Bash while loop stops after first iteration when subshell is called


This contrived bash script demonstrates the issue.

#!/bin/bash
while read -r node ; do
    echo checking $node for Agent;
       PID=$(ssh $node ""ps -edf | grep [j]ava | awk '{print $2}'"")
       echo $PID got to here.
done < ~/agents_master.list

agents_master.list contains 1 server per line:

server1
server2
server3

Which only outputs the following:

checking server1 for Agent
Authorized use only
25176 got to here

Server 2 and 3 aren't even echoed out to screen by the line echo checking $node...

If I comment out the line PID=$(.... then the while completes the whole agents_master.list file correctly...

checking server1 for Agent
got to here
checking server2 for Agent
got to here
checking server3 for Agent
got to here

From the googling I've done, it sounds like this is related to the subshell that $(...) creates, but I don't understand why it is causing the loop to stop at the first server, server1.

Yes, this code could be re-written but I'm keen to understand this behaviour of bash and why this is happening for future.


Solution

  • The problem -- one of the problems -- is that ssh is forwarding stdin to the remote server. As it happens, the command you are running on the remote server (ps -edf, see below) doesn't use its standard input, but ssh will still forward what it reads, just in case. As a consequence, nothing is left for read to read, so the loop ends.

    To avoid that, use ssh -n (or redirect input to /dev/null yourself, which is what the -n option does).

    There are a couple of other issues which are not actually interfering with your scripts execution.
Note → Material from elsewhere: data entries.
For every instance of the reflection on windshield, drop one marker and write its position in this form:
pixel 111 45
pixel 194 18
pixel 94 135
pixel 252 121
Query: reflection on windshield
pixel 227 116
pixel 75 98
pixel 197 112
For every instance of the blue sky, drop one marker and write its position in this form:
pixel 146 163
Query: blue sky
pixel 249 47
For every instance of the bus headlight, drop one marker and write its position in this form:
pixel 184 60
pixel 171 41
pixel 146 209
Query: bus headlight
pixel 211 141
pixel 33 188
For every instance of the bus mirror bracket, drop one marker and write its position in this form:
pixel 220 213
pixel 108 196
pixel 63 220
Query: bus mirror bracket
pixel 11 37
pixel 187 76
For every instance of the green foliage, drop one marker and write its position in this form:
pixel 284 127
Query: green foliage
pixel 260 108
    First, I have no idea why you use "" in

    ssh $node ""ps -edf | grep [j]ava | awk '{print $2}'""
    

    The "" "expands" to an empty string, so the above is effectively identical to

    ssh $node ps -edf | grep [j]ava | awk '{print $2}'
    

    that means that the grep and awk commands are being run on the local host; the output from the ps command is forwarded back to the local host by ssh. That doesn't change anything, although it does make the brackets in [j]ava redundant, since the grep won't show up in the process list, as it is not running on the host where the ps is executed. In fact, it's a good thing that the brackets are redundant, since they might not be present in the command if there happens to be a file named java in your current working directory. You really should quote that argument.
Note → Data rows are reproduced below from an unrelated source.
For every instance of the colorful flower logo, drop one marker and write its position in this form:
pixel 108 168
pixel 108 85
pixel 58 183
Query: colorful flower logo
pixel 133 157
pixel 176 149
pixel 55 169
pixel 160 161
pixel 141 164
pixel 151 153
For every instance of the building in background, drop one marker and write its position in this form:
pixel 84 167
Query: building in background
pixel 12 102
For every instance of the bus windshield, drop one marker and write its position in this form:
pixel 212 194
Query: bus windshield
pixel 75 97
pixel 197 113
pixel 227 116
    I presume that what you intended was to run the entire pipeline on the remote machine, in which case you might have tried:

    ssh $node "ps -edf | grep [j]ava | awk '{print $2}'"
    

    and found that it didn't work. It wouldn't have worked because the $2 in the awk command will be expanded to whatever $2 is in your current shell; the $2 is not protected by interior single-quotes. As far as bash is concerned, $2 is just part of a double quoted string. (And it also would shift the issue of the argument to grep not being quoted to the remote host, so you'll have problems if there is a file named java in the home directory on the remote host.

    So what you actually want is

    ssh -n $node 'ps -edf | grep "[j]ava" | awk "{print \$2}"'
    

    Finally, don't use PID as the name of a shell variable. Variable names in all upper case are generally reserved, and it is perilously close to BASHPID and PPID, which are specific bash variables. Your own shell variables should have lower-case names, as in any other programming language.